That’s just my four-string over my lap. I was thinking about that song, and “Poor Boy” by Bukka White as well. Jimmy Tarleton from Darby & Tarleton, too. I was trying to take those people and ideas, and incorporate those together with those numbers.
“Tom Dula” has a strong North Carolina connection. You have two different versions of the “Bad Man Ballad.” In the Appalachian and white traditions, the murder ballads tend to be more of a warning. It’s like reality TV, in a way. The people in the Appalachian murder ballads, it’s so extreme that it’s just made to be way over the top, so that you as a listener can know, “Oh, I’m not supposed to do that.” But, you can see how it plays out with this guy.
“Tom Dula” happens to be based on a real event. When you read the actual story, the ballad is a lot more sensationalized. There’s another one called “Poor Ellen Smith” that’s the same sort of way, where through the kind of epic ballad traditions that people in rural communities were keeping on at that time, you would have extra emotions. You’d have a guy like Tom Dula or Otto Wood. He throws dust in the policeman’s face. The policeman goes blind, and he thinks back about his wife and child at home, and how his blindness will affect them.
You have a lot of embellishment that goes on in those ballads, especially in the Appalachian ballads with women in them. Those are warning tales. I’ve seen a lot of stuff written where people are talking about murder ballads where women get murdered as being.super-misogynistic ballads. But those are warning tales. Those are warning stories to tell young girls to try to be morally good.
It’s one of those things, just like with race. If you tried to contextualize this stuff in modern, post-feminist ideology, you’re not going to get anywhere. Women were supposed to stay at home, take care of the kids, do the cooking, and not speak out. That’s just the culture of those ballads. It is a very harsh reality, but if you try to look at it with modern day ideals of how women are supposed to be, and how free they can be in society, you’re just not going to get there.
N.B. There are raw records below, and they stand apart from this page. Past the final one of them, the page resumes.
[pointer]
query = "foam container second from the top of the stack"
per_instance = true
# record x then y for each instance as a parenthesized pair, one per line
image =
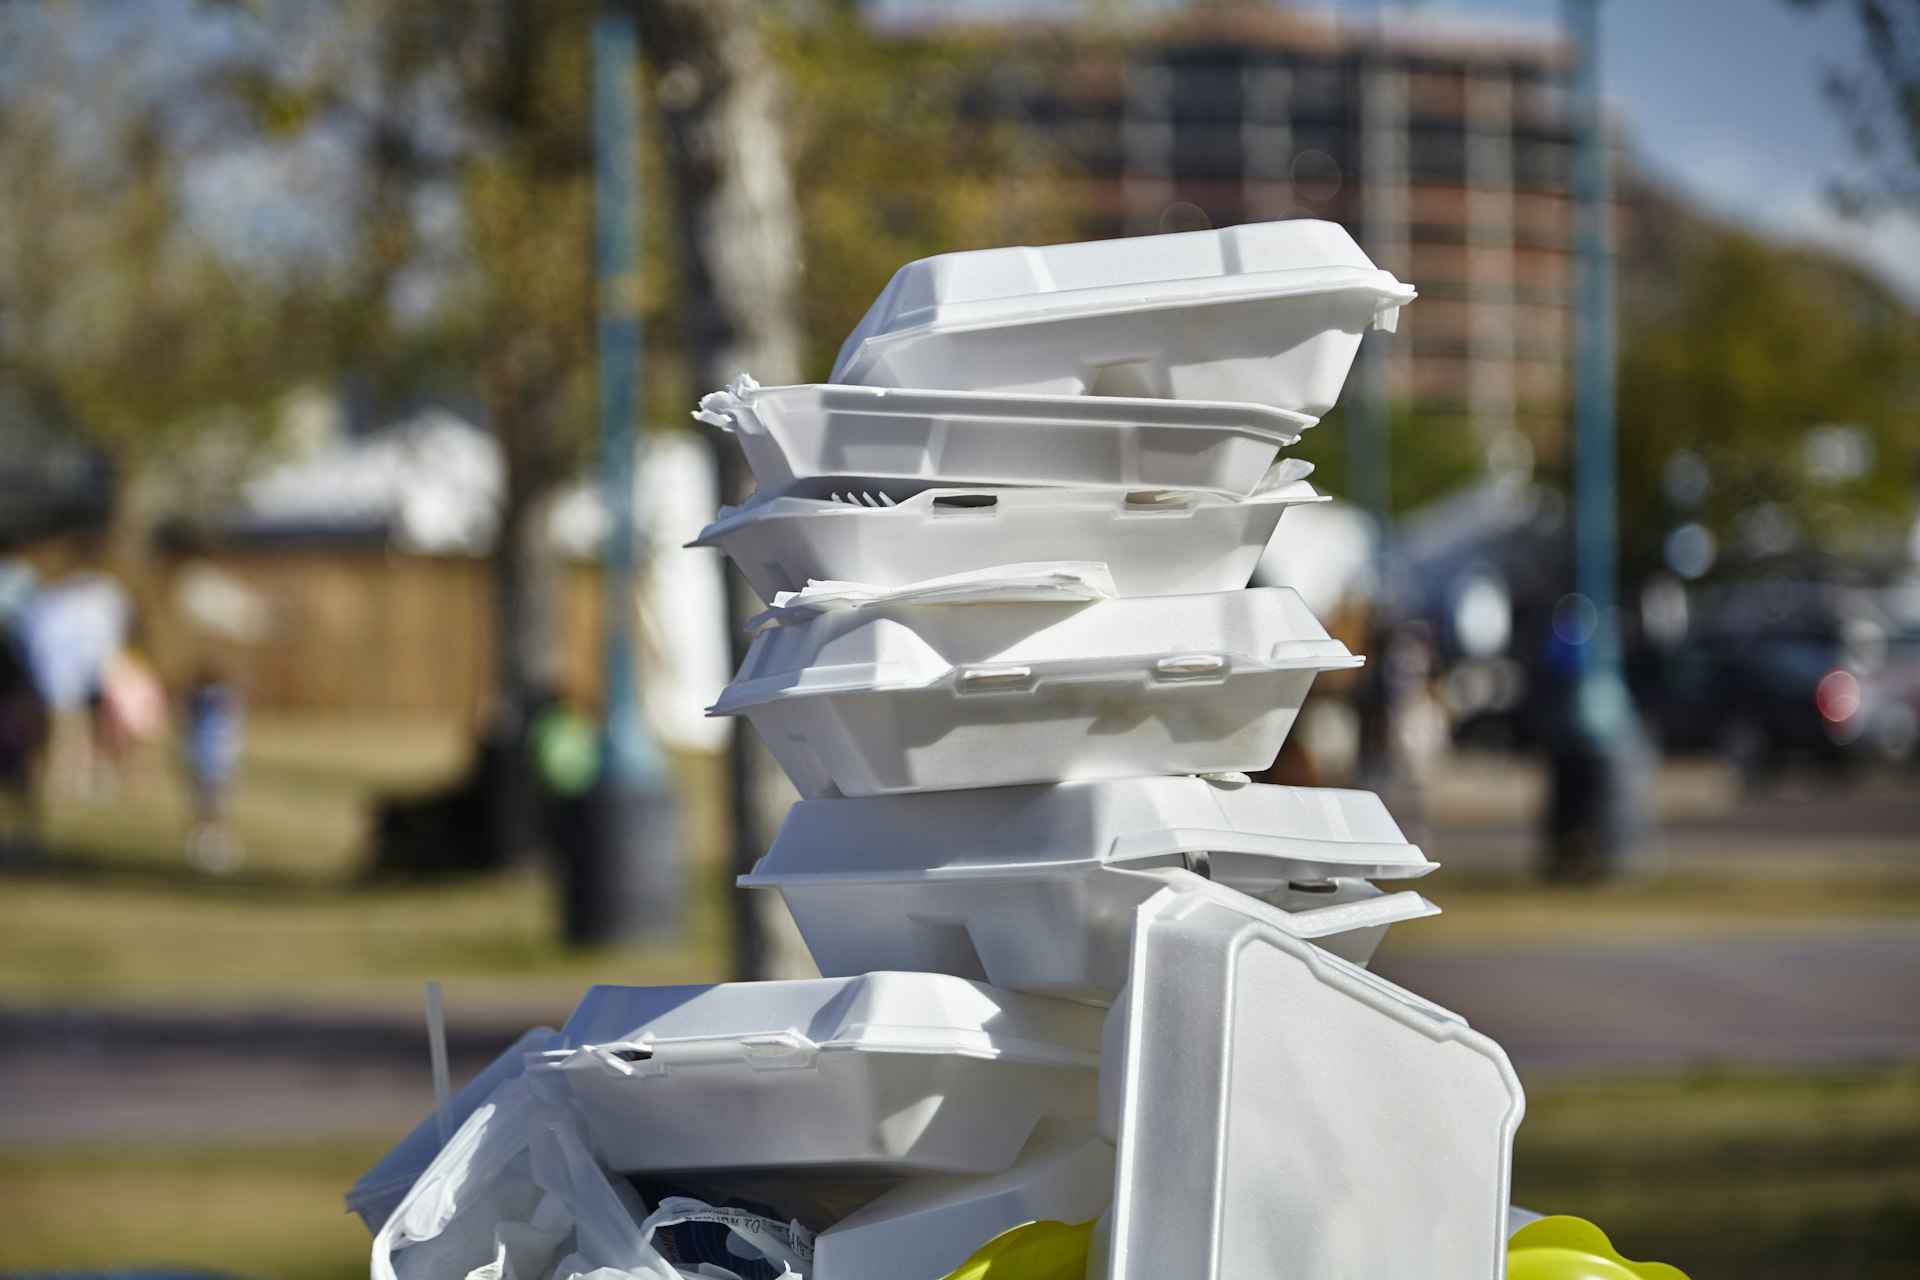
(828, 439)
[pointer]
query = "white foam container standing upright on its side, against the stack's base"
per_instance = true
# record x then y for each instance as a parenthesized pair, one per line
(1345, 1127)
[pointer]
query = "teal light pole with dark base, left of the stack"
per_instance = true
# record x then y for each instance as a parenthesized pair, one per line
(625, 863)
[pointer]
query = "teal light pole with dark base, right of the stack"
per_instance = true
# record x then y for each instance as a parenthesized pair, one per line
(1600, 765)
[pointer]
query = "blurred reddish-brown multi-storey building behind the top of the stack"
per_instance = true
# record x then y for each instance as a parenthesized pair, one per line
(1441, 143)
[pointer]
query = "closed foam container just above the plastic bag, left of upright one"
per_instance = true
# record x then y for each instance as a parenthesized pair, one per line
(884, 1074)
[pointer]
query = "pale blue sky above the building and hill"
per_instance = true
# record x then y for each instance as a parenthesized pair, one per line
(1721, 101)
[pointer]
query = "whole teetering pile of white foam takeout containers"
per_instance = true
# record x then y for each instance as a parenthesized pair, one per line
(1076, 966)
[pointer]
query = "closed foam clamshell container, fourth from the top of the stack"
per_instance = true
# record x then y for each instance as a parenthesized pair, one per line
(934, 698)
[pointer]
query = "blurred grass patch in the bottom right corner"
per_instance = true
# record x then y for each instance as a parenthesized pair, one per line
(1739, 1175)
I’ve written about “Tom Dula” and “Poor Ellen Smith,” and also “Banks of the Ohio.” One of the things I was interested in with “Banks of the Ohio” came out of listening to “Backstory” on NPR. They did a history of courtship and the way courtship played out in the 19th century versus the 20th century. In the 19th century, courtship generally took place by way of men paying calls on women at their house, rather than asking them out on dates. One of those things that that was telling me, particularly at the start of a song like “Banks of the Ohio,” was that something had already gone wrong if this young man and woman were meeting at a secluded location. People in that era heard that story very differently than we hear it today.
Absolutely. Even a song like Henry Thomas’s “Bulldoze Blues” has a line, “Go shake a hand and tell your father goodbye.” With those same sort of courtship patterns, the man is supposed to go to the house, shake the father’s hand, and take his bride from the house. For the man to say to the woman, “Hey, go and shake your father’s hand for me and say goodbye” is totally against protocol.
These songs are warning ballads. A lot of times you find out when you get to the root of it that at some point the woman went out, met with the young man, got pregnant, and then the man does not know how to deal with it, and kills her. That’s usually what the crux of a lot of those ballads is. It’s a warning to say, “Hey, you young women, you stay away from the men.” This was the time of Sadie Hawkins Day dances and stuff like that where women were taught to be afraid of sex and afraid of men, because of all the bad stuff that can happen with that socially. Again, this strong embellishment, saying “Hey, he’ll go out and murder you.”